Le Premier ministre Charles Michel (MR) a dressé le bilan de son gouvernement lundi devant les députés, en mettant notamment l'accent sur le nombre d'emplois créés depuis le début de la législature. Interrogé sur La Première, le président du Parti socialiste Elio Di Rupo répond que "dans tout ce qu'il fait Charles Michel oublie complètement les pensionnés, les malades, les allocataires sociaux, les jeunes, les moins valides, qui représentent la moitié de la population". La politique menée par le gouvernement a pour effet "une augmentation du coût de la vie jamais connue : le diesel est plus cher que l'essence, les médicaments sont plus chers, l'électricité aussi. Les gens souffrent, les gens n'en peuvent plus. Aujourd'hui la situation des Belges est beaucoup plus difficile qu'il y a quatre ans".

"Quand monsieur Michel se gausse qu'il a créé de l'emploi, en réalité il n'a fait qu'être dans la situation économique de l'Europe, qui est nettement meilleure qu'il y a quatre ans. Mais il a fait moins bien que ce qu'il aurait dû faire. Tous les pays de la zone euro créent proportionnellement plus d'emplois que la Belgique", poursuit Elio Di Rupo.

La Belgique, "c'est un équilibre subtil qui n'avait pas besoin de la politique ultra-libérale menée par le MR et la N-VA" ajoute-t-il. "Le gouvernement Michel a décidé d'aider les grandes entreprises en délaissant les pensionnés, les allocataires sociaux, les jeunes" et en mettant à mal le dialogue social "qui n'existe plus", selon lui.

Il faut revenir à une pension à 65 ans

En ce qui concerne la réforme des fins de carrière, le président du PS pense qu'il faut revenir à une pension à 65 ans. "Et si quelqu'un veut travailler jusque 80 ans, c'est bien sûr son droit.

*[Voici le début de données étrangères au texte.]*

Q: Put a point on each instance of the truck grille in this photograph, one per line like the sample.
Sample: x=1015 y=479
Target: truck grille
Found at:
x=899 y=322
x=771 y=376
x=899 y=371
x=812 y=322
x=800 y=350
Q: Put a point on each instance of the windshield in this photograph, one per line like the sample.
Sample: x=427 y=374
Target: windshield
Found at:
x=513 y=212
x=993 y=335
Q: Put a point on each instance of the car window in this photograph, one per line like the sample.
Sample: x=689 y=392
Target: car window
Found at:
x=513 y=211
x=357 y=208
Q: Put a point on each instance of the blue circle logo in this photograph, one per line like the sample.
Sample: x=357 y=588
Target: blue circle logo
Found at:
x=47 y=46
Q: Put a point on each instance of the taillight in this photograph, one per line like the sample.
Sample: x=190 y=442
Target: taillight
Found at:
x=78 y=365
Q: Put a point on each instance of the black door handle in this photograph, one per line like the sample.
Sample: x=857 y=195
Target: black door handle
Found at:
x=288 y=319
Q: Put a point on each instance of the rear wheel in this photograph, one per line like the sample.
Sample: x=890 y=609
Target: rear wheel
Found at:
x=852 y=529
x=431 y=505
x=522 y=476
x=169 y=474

Quand nous étions au pouvoir, nous avons préservé l'âge de la pension. Les socialistes devraient en être félicités."

Le gouvernement fédéral veut soutenir le fact-checking contre les "fake news" a annoncé lundi Charles Michel. "Cela m'a fait un peu rire parce que j'ai le sentiment que ce gouvernement MR/N-VA, dès qu'on le critique, dès que l'on relève ses incohérences, considère que c'est une fake news. La liberté en démocratie c'est quand même de pouvoir critiquer ! Et nous, socialistes, nous le faisons en étayant nos critiques", rétorque Elio Di Rupo.

"Ce gouvernement a assez sévi. Ce n'est pas jobs, jobs, jobs ; c'est flop, flop, flop et je dis simplement stop, stop, stop à ce gouvernement. Et la seule alternative c'est le Parti socialiste", assène Elio Di Rupo.